Nathalie Quintane a déjà rendu compte dans ces pages, il y a déjà quatorze ans, d’un livre précédent d’Alain Farah, Matamore n° 29 chez le même éditeur et elle est citée dans ce livre récent, une fois à la fin de la trilogie des poètes préférés du héros-narrateur (qui porte le même nom que l’auteur), juste après Ducasse et Ponge, ordre chronologique donc et on la retrouve plus loin, dans les derniers achats en librairie du même personnage en compagnie de Carrère et Cadiot, trois auteurs P.O.L

Qu’un livre publié par le courageux éditeur québécois LE QUARTANIER, fasse la une du supplément livre du Monde (avec titre en mode Libé), surprend tellement les autres mondes qu’aucun extrait (à ce jour du 15 août 2022) n’en est donné sur le site de l’éditeur, c’est sans doute encore loin l’Amérique même à l’époque du web.

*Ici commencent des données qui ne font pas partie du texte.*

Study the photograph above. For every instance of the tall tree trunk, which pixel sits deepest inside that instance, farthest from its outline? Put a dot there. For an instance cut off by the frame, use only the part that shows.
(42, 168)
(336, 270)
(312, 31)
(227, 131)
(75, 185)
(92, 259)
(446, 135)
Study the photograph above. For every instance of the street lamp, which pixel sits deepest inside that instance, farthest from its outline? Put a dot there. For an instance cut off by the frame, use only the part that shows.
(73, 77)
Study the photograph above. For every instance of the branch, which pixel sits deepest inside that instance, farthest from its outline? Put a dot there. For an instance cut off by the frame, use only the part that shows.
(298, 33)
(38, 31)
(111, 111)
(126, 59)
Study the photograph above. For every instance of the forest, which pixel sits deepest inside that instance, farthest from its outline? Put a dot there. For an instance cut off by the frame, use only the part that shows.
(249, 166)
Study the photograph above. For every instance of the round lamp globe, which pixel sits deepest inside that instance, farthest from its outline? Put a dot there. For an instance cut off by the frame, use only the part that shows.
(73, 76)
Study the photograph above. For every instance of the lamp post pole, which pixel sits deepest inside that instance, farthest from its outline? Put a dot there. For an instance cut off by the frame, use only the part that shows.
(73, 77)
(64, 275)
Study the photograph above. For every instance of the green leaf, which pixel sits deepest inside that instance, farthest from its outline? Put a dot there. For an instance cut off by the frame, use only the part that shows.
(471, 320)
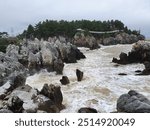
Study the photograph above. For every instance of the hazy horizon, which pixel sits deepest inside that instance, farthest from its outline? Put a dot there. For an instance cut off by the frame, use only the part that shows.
(16, 15)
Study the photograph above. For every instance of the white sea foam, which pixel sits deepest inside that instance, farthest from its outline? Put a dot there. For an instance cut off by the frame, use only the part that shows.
(101, 85)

MSMD est son 3 ème roman, Farah aime le chiffrage et les rythmes ternaires.
Il a commencé à l’écrire le 7 janvier 2015, la nuit glaciale des funérailles de Myriam ou Mym (l’ouvrage est dédicacée à Myriam E.), décédée d’un cancer du sein et amie d’enfance de sa femme, devenue une amie très proche de lui également. Elle rayonnait le 7 juillet 2007, jour des noces d’Alain Farah que celui-ci va raconter avec un art aussi ancestral que post-moderne, faisant affluer ses souvenirs et ses premiers déchirements psycho-somatiques dont le moindre n’est pas celui de ses propres parents.

J’aurais souhaité un livre de joie, mais ce livre sera ma peine. Ma peine d’avoir perdu une amie, ma peine à écrire cette perte, ma peine d’avoir tant essayé, puis d’avoir abandonné.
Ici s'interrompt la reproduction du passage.